At a 2007 fundraiser for Sen. Hillary Clinton's presidential campaign, Warren Buffett took aim at a U.S. tax system that would allow him to pay a lower tax rate than that of his secretary and house cleaner.

Noting that he was taxed at a capital gains rate of 17.7% on the $46 million he made the previous year, while his secretary was taxed at a rate of 30% on $60,000, he told the crowd, "If you're in the luckiest 1% of humanity, you owe it to the rest of humanity to think about the other 99%."

Many in that 1% grouping may beg to differ. While many wealthy individuals are charitable and philanthropic, there's no evidence that they're chomping at the bit to pay more in taxes. If they're going to make charitable donations, many say they'd rather do it themselves than give it to the government to dole out.

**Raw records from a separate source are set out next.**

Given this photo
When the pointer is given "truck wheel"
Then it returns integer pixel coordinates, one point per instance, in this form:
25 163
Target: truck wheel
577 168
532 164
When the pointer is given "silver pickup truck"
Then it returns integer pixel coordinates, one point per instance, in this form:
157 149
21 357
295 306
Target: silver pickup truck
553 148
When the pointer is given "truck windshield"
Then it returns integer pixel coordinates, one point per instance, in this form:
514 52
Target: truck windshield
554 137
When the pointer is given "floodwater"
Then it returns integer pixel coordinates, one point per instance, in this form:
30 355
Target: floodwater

"We look at Washington and see enormous inefficiencies and are not willing to feed our hard-earned income into that inefficient system," says Robert Fragasso, president of Fragasso Financial Advisors in Pittsburgh, and a wealthy individual in his own right.

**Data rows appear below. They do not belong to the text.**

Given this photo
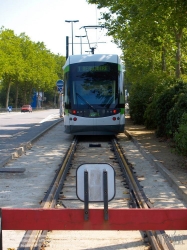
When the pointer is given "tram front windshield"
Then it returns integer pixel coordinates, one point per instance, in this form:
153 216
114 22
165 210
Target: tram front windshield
94 84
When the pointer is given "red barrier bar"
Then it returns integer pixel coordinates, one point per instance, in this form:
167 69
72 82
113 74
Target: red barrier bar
73 219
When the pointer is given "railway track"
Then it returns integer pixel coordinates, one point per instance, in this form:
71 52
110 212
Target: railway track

Not surprisingly, those who believe America's richest should pay more are those who earn less. A Quinnipiac University poll conducted a year ago found that 60% of Americans think the Obama administration should repay the gaping budget deficit by raising taxes on those who make $250,000 or more. Apparently, however, someone forgot to convey this wish to Congress. In December, a month after his party suffered historic losses in Congress, President Barack Obama signed a compromise tax bill that extended the controversial Bush-era tax cuts-the biggest beneficiaries of which were the wealthy. The package, brokered by Obama and Republican leaders, angered many progressive Democrats, but their efforts to scale back the bill's benefits for taxpayers at the highest income levels failed, and the measure passed with bipartisan support.

Despite the eleventh-hour win, many wealthy individuals still believe tax rates in the U.S. are too high, says Kathy Boyle, founder and president of Chapin Hill Advisors, a financial planning firm in New York.

"We hear a lot of anger, we hear a lot of frustration, especially in states like New Jersey," Boyle says. "Gov. Chris Christie has taken a lot of heat for things like cancelling the tunnel project, but the people who live in New Jersey who are high-net-worth are applauding him."

Boyle says she has baby boomer clients who have made a lot of money and have fixed costs of about $500,000 to $600,000 a year, and they resent that their tax bills are eating into their income.

"They've created this lifestyle, and they don't like that they'd have to cut back in their 60s because the government is trying to get a bigger piece of what they earned," she says. "A lot of them are just saying, 'I'm going to keep my income under $250,000.' I hear this from a ton of people."

These are people in the $10 million range, with multiple homes and Porsches, she says. They're concerned they haven't made back what they lost in 2008. She's watching them rein in their philanthropic dollars, sell their jets and consider getting into shared jet arrangements, even pulling their kids out of Montessori schools. One client, with a net worth of $100 million, let one of his golf memberships go. Another, who had $40 million to $50 million in net worth, made a large gift of $7 million to $8 million to his college alma mater, and he had to go back and ask them to agree to an installment plan. Boyle says she has two clients who are executives-turned-handymen, who used to do work for wealthy families in Westchester and Long Island, N.Y., and both have said their estate-type clients are no longer calling. Some have had to put off selling the house and move to a lower-tax state for retirement because their adult children have moved back home.